Wentworth Woodhouse is not just one stupendous mansion with the longest façade of any private house in Britain; it is effectively two houses, back to back, wrapped around the core of a relatively modest Jacobean manor. The west front was begun in 1725 in an English Baroque style, but barely finished when work began on the 187m-long Palladian east front, for the 2nd Marquess of Rockingham, a Whig grandee who was twice prime minister.
Generations created a triumphantly unmanageable house, with grand state rooms including the stone-pillared entrance hall supporting the stunning double-height marble saloon and, above them, a warren of oddly proportioned derelict rooms, staircases leading nowhere and a maze of corridors linking the two sides. It all adds up to an estimated 365 rooms and 250,000 sq. ft of space. Dorian Proudfoot, the project architect of Donald Insall Associates, says he regularly gets lost despite helpful arrows taped on doors.

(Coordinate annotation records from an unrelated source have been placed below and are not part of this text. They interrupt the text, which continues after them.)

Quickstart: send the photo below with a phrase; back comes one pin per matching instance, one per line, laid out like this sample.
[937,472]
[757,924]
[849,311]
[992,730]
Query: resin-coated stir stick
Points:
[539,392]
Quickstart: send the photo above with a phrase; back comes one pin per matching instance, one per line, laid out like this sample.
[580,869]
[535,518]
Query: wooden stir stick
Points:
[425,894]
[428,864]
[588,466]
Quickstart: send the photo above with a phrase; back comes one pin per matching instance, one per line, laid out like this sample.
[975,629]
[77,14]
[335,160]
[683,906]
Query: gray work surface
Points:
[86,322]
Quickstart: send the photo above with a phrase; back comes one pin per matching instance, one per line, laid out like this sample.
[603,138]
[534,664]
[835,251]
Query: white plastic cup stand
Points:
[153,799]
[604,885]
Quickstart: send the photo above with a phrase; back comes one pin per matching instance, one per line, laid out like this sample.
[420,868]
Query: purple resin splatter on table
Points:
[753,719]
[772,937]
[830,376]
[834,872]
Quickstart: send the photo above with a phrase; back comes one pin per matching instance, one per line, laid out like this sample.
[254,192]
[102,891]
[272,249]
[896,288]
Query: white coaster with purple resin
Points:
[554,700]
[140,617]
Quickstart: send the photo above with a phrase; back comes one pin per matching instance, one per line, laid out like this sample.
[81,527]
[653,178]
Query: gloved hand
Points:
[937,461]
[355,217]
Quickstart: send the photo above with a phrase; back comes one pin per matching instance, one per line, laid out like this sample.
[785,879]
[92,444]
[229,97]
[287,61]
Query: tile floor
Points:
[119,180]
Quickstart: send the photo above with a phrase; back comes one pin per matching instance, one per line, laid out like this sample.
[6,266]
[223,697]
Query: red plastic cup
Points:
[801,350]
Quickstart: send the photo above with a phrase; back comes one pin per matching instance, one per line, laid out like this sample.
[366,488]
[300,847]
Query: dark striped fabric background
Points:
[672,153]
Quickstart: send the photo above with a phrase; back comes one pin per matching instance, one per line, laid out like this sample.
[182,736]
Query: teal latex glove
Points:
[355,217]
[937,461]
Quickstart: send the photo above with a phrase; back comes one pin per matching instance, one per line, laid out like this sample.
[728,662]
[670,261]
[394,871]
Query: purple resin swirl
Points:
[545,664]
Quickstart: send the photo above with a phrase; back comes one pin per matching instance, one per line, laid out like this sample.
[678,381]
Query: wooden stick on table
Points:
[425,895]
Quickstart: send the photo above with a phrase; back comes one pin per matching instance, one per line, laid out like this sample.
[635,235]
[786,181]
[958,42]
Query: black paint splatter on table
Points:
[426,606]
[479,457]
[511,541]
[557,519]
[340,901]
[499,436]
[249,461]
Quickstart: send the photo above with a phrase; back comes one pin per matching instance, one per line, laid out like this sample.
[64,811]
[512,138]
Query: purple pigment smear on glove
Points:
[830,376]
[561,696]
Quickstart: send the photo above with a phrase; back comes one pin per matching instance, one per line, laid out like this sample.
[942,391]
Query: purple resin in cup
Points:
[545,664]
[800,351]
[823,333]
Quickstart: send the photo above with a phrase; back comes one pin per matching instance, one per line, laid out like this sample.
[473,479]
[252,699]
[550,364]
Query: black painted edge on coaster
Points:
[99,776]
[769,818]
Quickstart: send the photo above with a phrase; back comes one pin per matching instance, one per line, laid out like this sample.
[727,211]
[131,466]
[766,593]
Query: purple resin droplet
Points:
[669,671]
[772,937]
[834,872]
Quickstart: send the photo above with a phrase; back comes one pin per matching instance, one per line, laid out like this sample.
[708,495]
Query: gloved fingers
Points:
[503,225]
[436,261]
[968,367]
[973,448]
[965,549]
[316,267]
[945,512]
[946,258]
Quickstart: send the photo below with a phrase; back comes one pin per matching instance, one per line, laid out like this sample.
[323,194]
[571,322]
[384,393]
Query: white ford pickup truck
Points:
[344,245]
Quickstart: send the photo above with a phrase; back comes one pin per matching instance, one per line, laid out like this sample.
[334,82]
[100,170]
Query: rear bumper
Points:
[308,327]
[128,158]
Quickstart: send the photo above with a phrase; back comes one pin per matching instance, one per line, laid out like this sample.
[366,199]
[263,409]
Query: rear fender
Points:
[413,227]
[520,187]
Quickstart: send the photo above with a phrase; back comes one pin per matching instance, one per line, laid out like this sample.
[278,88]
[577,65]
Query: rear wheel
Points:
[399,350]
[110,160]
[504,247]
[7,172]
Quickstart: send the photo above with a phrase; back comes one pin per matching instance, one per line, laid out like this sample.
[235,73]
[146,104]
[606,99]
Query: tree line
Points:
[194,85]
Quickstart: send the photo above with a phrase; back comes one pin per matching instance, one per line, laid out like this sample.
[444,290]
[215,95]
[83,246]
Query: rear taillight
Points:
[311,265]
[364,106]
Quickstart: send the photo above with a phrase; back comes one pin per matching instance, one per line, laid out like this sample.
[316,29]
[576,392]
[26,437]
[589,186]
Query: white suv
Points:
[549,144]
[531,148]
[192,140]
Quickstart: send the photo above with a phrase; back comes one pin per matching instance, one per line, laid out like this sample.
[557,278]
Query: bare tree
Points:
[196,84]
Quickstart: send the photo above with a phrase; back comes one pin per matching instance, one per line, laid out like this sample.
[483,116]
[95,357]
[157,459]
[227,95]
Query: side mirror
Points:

When the Rockingham descendants sold the house in 1979, its contents had long been scattered at auction—George Stubbs’s towering portrait of the marquess’s racehorse Whistlejacket is now in the National Gallery. The Grade I house and many listed outbuildings, damaged by open-cast coal mining up to within 10ft of the walls, were also riddled with asbestos, rot, crumbling stonework and shattered roof slates. Surveys predicted total collapse. Two private restoration plans failed, but in 2017 the community-based Wentworth Woodhouse Preservation Trust bought the house for £7m. Work was then estimated at £130m; the best guess now is twice that.
A government grant of £7.6m covered essential roof work, and with further funding from trusts and charities, Historic England, the National Trust and the Lottery, the priority is urgent repairs and making the estate earn its keep. Plans include retail, holiday lets and rented office space. When the pandemic closed the house, the 55-acre grounds opened, emergency grant money was spent on catering trucks to replace the café, and visitors flocked there. The house is also now open again, and the trust hopes that the Camellia House will greet visitors next year.
The trust’s chief executive, Sarah McLeod, a former pub landlady used to dealing with any emergency, measures her time in buckets. When she arrived, the house had one phone, one vacuum cleaner and five staff members whose main task was setting scores of buckets under leaks. The trust now has 57 employees and more than 200 volunteers.
“The worst part of the roof is done, we no longer have water pouring into the state rooms, and I think we’re down to half a dozen buckets,” she says. “There’s a long way to go, but I call that a success.”